Die Familie von Frau von Löw stammte aus Angeln und Dithmarschen, jenen stillen und großartigen Landschaften in Schleswig-Holstein: Man nahm schon als Kind die Landschaft ringsherum wahr. Die Naturwissenschaften sodann wurden in der Schule „aufgesogen“, dem Praktischen war man stets zugewandt. Die Ausbildung zur Architektin wurde durch Krieg und Heirat abgebrochen. Die Familie der Mutter weltoffen auf dem Globus verteilt, geprägt durch Kunsthandwerk, “Frauenenkultur“ und Karl Forsters Blütengarten der Zukunft. Die Mutter verkürzt die Lehre der Anthroposophie: Sie mache einen guten Komposthaufen. Dieser Hinweis führte später Frau v. Löw zu den Landwirtschaftlichen Kursen von R. Steiner.

Die Familie des Ehemannes stammt aus dem Wetterauer reichsfreien Adel. Anselm Feuerbach war mit dem Ururgroßvater befreundet, mit Goethe wird über „Gott und die Welt“ diskutiert. Die Vorfahren aus der Familie Grancy – die Linie der Großmutter ihres Mannes - waren rund um den Genfer See angesiedelt. Eine Tochter dieser Großmutter brachte es zur Generaloberin des Roten Kreuzes. Auch die Linie zu den Battenbergs hin wurde erwähnt. Der Schwiegervater war der letzte preußische Landrat in Hadersleben. Der Eindruck verdichtet sich: Nach der Vergangenheit fragend wird schon allmählich die Gegenwart spürbar. Nichts kommt von ungefähr.

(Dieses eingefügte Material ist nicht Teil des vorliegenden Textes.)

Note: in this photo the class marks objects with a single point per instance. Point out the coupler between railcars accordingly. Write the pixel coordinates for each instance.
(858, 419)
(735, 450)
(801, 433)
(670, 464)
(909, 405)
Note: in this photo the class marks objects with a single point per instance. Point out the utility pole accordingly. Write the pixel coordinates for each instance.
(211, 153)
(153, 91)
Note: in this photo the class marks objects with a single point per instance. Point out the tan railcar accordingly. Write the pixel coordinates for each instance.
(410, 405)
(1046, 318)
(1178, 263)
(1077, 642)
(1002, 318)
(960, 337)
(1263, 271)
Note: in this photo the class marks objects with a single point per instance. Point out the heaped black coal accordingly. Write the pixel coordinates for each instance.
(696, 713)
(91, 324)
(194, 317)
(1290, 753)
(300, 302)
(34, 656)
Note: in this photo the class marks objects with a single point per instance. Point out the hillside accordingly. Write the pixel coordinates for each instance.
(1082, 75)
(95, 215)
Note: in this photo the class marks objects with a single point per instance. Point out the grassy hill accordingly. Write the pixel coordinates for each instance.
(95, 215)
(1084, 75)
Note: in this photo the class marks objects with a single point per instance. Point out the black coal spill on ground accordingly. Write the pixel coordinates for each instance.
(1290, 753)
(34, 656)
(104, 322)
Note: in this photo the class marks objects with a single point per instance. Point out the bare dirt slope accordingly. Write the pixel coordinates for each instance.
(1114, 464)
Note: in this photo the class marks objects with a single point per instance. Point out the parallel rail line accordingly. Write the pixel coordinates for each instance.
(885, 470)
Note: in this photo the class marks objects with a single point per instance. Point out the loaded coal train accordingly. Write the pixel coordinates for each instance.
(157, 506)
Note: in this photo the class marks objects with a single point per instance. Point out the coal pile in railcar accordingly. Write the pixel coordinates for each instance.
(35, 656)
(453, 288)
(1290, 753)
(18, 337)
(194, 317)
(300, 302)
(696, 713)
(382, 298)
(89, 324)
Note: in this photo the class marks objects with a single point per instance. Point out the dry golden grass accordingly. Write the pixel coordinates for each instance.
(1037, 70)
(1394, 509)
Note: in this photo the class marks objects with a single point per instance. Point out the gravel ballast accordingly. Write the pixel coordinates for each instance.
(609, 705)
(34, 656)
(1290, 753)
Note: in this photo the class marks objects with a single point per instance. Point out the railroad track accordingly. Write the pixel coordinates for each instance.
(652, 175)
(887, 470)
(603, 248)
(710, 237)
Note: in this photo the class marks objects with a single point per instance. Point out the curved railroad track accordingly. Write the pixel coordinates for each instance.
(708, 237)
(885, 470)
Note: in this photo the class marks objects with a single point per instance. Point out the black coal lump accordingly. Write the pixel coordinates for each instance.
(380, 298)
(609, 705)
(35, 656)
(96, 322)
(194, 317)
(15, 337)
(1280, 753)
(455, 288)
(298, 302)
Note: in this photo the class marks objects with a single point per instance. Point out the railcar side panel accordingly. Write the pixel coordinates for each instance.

Die Hausherrin, Freifrau von Löw, während des Gesprächs mit Wolfgang
und Brigitte von der Weppen im ehemaligen Torhaus, im Juli 2002.

Das Rosendorf Steinfurth

Steinfurth ist heute ein Stadtteil von Bad Nauheim. Urkundlich erwähnt ist es schon im Jahre 914. Im Jahre 1311 kam der Ort an das Bistum Mainz und ist seit dieser Zeit mit dem Namen derer „von Löw“ verknüpft. Seit Ende des 14. Jahrhunderts nennt sich die Familie „Löw von und zu Steinfurth“.

Ein Erbpächter namens Schultheiß hatte die Rosenzucht in England kennengelernt und nach Steinfurth gebracht. Freilich: die Anlagen waren außerhalb des Orts auf den Feldern. 1961 wurde auf Initiative hin der von Löws die Rosen-Union gegründet und der von Löwsche Gutshof, der in jahrelanger mühseliger Arbeit von einem verwahrlosten Gelände zu einem blühenden Garten Eden geworden war, bepflanzt mit Rosen, Begleitstauden, Heilpflanzen, Wasserpflanzen und - erweitert durch den Nachbargarten – in spezielle Rosengärten umgestaltet. Viele Nachahmer fanden sich ein, und so wurde Steinfurth zum Rosendorf. Kaum zu glauben, was aus dem Gutsgelände gemacht worden war! Wie alte Fotos belegen, waren, bevor die von Löws, dem Krieg entronnen, aus Berlin kommend, das Gut übernommen hatten, die Gebäude heruntergekommen, die Böden versiegelt und nunmehr: ein blühendes Auf und Ab in einem Meer von hellerem und dunkler schattiertem Grün von Sträuchern, Gräsern und Heilkräutern.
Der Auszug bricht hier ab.